Sin mirarme. En algún lugar pasillo abajo, alguien empieza a caminar hacia aquí. Dos álguienes, hablando. Su conversación no tarda en confundirse con la de ella. Me enteré de lo de Debby el viernes... la próxima vez... ¿vas o no? Y se lo digo. Pero más vale pájaro en mano... no puede ser, y la doctora Fornum está esperando a que yo responda algo.

—Lo siento —digo. Ella me dice que preste más atención y hace otra anotación en mi expediente y me pregunta por mi vida social.

No le gusta lo que le digo, que es que juego por Internet con mi amigo Alex de Alemania y mi amigo Ky de Indonesia.

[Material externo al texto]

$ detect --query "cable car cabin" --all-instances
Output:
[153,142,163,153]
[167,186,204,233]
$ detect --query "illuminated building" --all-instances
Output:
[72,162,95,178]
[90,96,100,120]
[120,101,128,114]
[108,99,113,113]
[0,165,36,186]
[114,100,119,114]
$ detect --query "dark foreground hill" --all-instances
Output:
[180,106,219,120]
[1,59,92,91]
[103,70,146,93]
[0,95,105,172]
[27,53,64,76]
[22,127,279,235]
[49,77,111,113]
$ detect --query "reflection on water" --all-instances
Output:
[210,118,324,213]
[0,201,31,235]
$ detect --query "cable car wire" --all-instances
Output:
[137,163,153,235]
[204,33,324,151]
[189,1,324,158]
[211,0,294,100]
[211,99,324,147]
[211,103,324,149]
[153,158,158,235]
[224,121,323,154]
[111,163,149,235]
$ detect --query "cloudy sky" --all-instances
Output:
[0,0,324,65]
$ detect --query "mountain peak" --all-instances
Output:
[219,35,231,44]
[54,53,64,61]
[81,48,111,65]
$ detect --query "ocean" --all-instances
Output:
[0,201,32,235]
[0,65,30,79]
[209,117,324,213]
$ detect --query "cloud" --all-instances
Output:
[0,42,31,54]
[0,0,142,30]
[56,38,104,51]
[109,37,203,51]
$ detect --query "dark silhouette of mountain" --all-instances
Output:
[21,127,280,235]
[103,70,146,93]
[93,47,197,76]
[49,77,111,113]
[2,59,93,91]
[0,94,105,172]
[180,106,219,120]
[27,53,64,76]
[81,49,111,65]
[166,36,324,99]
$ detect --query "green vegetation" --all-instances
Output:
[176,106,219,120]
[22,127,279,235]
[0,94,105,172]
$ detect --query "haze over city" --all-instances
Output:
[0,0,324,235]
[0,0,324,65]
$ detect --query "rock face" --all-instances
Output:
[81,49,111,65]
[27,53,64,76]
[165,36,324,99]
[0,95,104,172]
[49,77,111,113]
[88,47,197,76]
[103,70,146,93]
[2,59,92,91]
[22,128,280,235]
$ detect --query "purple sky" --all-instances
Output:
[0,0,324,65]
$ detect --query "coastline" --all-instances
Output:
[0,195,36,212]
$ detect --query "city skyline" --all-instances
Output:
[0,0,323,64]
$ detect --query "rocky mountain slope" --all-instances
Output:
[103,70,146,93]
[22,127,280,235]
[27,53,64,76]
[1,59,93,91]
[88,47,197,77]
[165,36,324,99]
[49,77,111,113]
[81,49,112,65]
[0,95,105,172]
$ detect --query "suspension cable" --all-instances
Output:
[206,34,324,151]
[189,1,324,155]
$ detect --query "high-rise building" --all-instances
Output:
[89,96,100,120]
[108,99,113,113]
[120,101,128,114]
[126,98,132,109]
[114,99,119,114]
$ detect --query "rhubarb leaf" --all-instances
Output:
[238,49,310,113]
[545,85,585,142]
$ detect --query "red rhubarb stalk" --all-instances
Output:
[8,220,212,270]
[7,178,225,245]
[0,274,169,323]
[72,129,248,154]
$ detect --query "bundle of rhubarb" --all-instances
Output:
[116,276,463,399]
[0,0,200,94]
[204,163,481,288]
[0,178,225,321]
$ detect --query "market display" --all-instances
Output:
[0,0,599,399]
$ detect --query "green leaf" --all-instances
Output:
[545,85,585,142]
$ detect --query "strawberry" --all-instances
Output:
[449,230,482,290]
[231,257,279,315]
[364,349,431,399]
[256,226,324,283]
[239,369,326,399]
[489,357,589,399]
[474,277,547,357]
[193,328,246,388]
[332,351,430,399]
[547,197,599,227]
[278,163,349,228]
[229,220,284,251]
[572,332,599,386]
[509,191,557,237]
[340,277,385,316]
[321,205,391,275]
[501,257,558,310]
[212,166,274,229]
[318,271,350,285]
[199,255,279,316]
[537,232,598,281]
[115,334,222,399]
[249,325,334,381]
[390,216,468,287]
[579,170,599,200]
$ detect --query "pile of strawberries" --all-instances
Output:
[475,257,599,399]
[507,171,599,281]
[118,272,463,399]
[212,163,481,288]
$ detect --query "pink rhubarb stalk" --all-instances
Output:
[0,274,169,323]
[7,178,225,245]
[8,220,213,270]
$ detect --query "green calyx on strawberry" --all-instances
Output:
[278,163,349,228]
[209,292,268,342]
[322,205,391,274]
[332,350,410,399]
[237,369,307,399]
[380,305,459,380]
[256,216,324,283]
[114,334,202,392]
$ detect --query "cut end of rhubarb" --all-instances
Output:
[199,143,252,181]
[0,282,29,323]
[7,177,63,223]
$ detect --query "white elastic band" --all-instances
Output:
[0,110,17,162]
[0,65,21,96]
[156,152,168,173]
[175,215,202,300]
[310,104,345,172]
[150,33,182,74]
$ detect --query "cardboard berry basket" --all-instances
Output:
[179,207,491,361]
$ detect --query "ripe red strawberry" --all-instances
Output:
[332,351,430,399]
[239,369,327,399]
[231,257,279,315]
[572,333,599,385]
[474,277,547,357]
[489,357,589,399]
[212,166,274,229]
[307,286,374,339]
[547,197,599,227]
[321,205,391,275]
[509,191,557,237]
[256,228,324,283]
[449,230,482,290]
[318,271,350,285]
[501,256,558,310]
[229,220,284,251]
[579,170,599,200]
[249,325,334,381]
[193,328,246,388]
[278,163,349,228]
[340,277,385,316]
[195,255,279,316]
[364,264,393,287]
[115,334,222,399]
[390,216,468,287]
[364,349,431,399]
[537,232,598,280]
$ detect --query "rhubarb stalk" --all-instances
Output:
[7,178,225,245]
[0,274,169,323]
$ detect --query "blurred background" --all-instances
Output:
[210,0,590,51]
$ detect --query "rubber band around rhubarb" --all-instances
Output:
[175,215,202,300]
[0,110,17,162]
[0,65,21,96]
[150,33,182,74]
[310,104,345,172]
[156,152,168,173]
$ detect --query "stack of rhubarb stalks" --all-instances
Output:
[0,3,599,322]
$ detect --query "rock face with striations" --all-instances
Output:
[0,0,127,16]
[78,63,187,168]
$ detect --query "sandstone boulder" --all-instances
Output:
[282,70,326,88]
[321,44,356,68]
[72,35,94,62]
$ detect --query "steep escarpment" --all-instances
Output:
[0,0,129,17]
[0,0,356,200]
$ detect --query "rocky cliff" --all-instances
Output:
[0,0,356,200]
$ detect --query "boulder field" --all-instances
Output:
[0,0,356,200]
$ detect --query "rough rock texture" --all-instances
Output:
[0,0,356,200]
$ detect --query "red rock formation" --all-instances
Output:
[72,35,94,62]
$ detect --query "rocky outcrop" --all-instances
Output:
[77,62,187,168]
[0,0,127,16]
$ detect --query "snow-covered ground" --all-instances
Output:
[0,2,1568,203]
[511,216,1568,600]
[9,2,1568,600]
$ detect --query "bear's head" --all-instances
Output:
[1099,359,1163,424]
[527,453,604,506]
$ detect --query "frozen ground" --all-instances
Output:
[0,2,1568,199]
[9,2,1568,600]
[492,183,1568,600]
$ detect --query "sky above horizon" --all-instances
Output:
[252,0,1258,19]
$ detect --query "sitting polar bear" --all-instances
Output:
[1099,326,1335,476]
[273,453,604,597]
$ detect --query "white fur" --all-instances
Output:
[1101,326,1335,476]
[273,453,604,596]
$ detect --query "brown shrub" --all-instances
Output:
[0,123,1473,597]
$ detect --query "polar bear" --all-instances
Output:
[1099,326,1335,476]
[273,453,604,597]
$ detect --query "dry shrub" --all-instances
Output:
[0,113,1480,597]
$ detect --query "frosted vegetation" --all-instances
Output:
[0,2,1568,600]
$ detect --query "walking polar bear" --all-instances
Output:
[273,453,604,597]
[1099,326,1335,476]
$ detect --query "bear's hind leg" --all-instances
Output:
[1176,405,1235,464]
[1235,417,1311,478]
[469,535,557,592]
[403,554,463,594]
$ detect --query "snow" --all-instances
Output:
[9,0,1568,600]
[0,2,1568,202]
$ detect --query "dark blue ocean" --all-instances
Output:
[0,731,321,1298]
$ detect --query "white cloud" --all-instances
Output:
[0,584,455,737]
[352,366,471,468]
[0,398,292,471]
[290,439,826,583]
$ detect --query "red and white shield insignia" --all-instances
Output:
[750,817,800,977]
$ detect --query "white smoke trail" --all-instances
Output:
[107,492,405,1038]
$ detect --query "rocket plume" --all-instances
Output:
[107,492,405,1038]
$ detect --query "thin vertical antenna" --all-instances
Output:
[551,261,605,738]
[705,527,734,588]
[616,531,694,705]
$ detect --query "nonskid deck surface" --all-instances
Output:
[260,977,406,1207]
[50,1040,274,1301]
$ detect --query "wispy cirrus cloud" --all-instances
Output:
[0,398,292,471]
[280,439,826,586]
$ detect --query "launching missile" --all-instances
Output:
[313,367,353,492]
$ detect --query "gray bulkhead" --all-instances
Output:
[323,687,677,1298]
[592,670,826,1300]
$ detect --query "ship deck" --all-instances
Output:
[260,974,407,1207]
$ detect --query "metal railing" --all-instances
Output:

—En la vida real —dice contundente.

—Con la gente del trabajo —digo, y ella vuelve a asentir y entonces me pregunta por los bolos y el minigolf y el cine y la sede local de la Sociedad Autista.

Los bolos me lastiman la espalda y me resuenan en la cabeza. El minigolf es para críos, no para adultos, pero ni siquiera me gustaba cuando era un chaval. Me gusta el
laser tag
, pero cuando se lo dije en mi primera sesión ella anotó «tendencias violentas». Tardó mucho en apartar de mi programa las preguntas sobre la violencia, y estoy seguro de que nunca ha borrado la anotación. Le recuerdo que no me gustan los bolos ni el minigolf, y ella me dice que debería hacer un esfuerzo. Le digo que he ido a ver tres películas, y entonces me pregunta por ellas. Leí las críticas, así que puedo contarle los argumentos. No me gustan tampoco mucho las películas, sobre todo en el cine, pero tengo que decirle algo... y hasta ahora no se ha dado cuenta de que le cuento el argumento sacándolo directamente de una reseña.